Alec: Maybe that was a conscious thing. Maybe it was just fucking with us the whole time, seeing what it can do to our emotions, our confusion, our self-loathing or our bloodlust. But so far I've not seen anything to suggest the narrative's anything more than a disordered jumble of post-it note scribbles.

I suspect you're right about the level/learning design, however. There's too much of that stuff - the off-screen snipers particularly - for it to be simply an accident, but it does seem willfully suicidal to turn off a whole bunch of people who loved the first game by doing that. It's kind of the Evolve paradigm too, making itself too specialist for its own good.

Adam: When I was playing it, I thought - more windows, more guns, punishing levels, more dogs; it's the ultra-difficult megawad that plays with all of the elements and then moves on.

Alec: Yeah, or the hardcore Stalker mods which prioritise hard graft over all else. That said, I've often found the windows to be a boon. As I get better with guns and enemy prediction I can safely snipe through them from great distances and at acute angles.

Adam: I think that's one of the things it teaches. In the first game, they were horrid things that brought death raining down around you, or sprinting across a level toward you. Now, you have to learn to utilise them.

There's a late level which is basically lots of small rooms, glass on every side, full of enemies with guns. It's almost like a punchline. I loved that.

Alec: I think you're broadly right, and I think a lot of the negative criticism hasn't seen what HLM2 is essentially trying to do, but it does leave the question of whether we're left with something that activates all the right thrill glands.

For you, clearly it worked. For others, it's going to be disappointing that there's this fiddly, exacting thing. I guess it's brave of Dennaton to not give them that, and to prove that they can make something far more strategic than twitchy, rhythmic chaos.

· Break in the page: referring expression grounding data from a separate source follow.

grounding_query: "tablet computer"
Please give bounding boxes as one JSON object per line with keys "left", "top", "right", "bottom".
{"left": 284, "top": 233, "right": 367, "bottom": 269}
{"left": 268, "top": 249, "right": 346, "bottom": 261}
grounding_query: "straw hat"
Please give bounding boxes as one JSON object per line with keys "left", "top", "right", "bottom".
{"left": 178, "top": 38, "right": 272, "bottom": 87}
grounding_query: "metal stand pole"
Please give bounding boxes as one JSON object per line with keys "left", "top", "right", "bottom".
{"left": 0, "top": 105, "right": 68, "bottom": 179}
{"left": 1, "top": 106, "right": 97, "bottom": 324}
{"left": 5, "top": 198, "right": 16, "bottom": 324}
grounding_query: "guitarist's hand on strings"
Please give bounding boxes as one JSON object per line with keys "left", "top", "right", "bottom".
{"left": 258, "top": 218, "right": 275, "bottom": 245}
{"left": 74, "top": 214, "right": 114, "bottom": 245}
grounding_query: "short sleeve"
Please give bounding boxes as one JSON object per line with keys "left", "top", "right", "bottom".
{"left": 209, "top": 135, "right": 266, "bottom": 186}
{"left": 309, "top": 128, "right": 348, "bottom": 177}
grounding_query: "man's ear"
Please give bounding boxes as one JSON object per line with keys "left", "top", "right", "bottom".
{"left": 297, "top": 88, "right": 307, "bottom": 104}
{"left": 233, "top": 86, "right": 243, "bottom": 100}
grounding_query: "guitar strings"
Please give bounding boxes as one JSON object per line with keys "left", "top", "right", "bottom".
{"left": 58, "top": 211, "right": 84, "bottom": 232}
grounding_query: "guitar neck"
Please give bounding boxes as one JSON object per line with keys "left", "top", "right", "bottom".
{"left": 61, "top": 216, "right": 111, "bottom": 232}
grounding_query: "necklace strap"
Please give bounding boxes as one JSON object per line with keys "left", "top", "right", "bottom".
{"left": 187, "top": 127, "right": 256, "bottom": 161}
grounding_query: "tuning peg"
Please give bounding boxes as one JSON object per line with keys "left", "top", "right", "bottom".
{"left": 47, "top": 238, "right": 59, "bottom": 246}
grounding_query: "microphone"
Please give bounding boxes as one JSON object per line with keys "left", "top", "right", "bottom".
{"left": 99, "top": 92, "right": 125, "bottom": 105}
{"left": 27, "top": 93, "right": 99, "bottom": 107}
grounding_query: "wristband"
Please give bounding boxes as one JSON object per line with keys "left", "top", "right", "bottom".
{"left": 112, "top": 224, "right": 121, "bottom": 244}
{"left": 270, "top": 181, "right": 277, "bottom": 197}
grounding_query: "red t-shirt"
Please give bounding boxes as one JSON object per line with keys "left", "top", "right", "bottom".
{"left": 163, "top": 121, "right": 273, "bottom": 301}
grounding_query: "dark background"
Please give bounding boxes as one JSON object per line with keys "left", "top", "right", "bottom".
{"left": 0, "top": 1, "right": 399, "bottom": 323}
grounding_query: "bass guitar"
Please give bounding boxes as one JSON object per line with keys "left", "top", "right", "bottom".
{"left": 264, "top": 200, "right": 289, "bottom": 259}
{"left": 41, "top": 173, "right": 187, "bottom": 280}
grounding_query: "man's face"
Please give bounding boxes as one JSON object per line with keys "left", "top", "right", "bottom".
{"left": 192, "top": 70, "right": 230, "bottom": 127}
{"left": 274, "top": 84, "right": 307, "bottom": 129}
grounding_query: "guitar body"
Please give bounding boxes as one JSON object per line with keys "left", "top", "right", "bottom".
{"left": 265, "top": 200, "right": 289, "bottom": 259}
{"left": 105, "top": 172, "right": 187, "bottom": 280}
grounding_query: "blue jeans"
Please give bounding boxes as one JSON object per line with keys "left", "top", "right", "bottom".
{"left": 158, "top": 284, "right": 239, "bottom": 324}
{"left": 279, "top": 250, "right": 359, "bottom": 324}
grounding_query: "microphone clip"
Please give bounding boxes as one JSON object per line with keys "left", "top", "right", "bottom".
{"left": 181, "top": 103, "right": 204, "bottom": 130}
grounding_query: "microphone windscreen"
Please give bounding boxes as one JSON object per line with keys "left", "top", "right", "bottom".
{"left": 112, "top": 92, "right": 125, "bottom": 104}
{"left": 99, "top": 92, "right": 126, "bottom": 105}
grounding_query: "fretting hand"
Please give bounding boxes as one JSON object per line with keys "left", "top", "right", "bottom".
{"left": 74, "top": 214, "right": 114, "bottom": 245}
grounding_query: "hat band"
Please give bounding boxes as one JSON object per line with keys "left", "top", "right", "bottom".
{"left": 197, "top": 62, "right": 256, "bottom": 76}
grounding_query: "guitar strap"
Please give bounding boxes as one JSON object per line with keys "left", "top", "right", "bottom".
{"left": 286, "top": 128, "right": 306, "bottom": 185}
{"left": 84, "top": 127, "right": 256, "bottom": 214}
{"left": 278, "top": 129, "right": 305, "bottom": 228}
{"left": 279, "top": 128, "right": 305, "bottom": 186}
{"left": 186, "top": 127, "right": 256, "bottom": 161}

For me, not sure. I think I'd be getting more out of it if my 'reward' for beating these big challenges wasn't frothing, overlong lunacy about apparently nothing at all. I'd enjoy it more as something like The Lost Levels, just a collection of badass new challenges

Adam: Yes. Agreed. Part of my enjoyment of it might be that I get a buzz out of seeing the mechanics at play rather than actual playing with the mechanics. I think that's certainly true actually. It's one of the reasons I like simulations - which HLM 2 certainly isn't. But it has some of the same qualities that I enjoy IN a simulation, in that it seems to be asking for an understanding of its machinery.

Alec: "superficially stupid game doesn't want stupid audience after all"

Adam: The most pleasant surprise about the whole game for me was that the narrative didn't matter in the end. I thought that's where the attention and care would have gone. That it'd be an extension of the style and setting but not of the design. I was so glad to find all of the interesting developments were in the latter.

Alec: Yeah, I mean we never wanted HLM for its lore in the first place, it would be sad if the lore overwhelmed it now. Frankly, I think it almost does - I think there are people who are going to think character X is ultrocool and go make a DeviantArt painting about him. But at least it's essentially ignorable/forgettable for the rest of us.

Adam: Final word - soundtrack as good as the first? I've been playing them side by side and can't decide.

Alec: The first has meaning for me, so I call it better for that. If it's playing I can close my eyes and feel what HLM made me feel. Because my associations for HLM2 are confusion and frustration more than exhilaration and escapism, the second doesn't seem to have power. But there are some lovely pieces in there for sure.

Alec: Anyway. Let's drive off into a peach sunset, say something random about Russians and call it a day.

Adam: Annnd I was trying to find the track that goes with the prison break level (my favourite part) and completely failed. Back to playing with the Benny Hill theme in the background it is.

Alec: And when are you ever not doing that, eh?

Hotline Miami 2: Wrong Number is out now.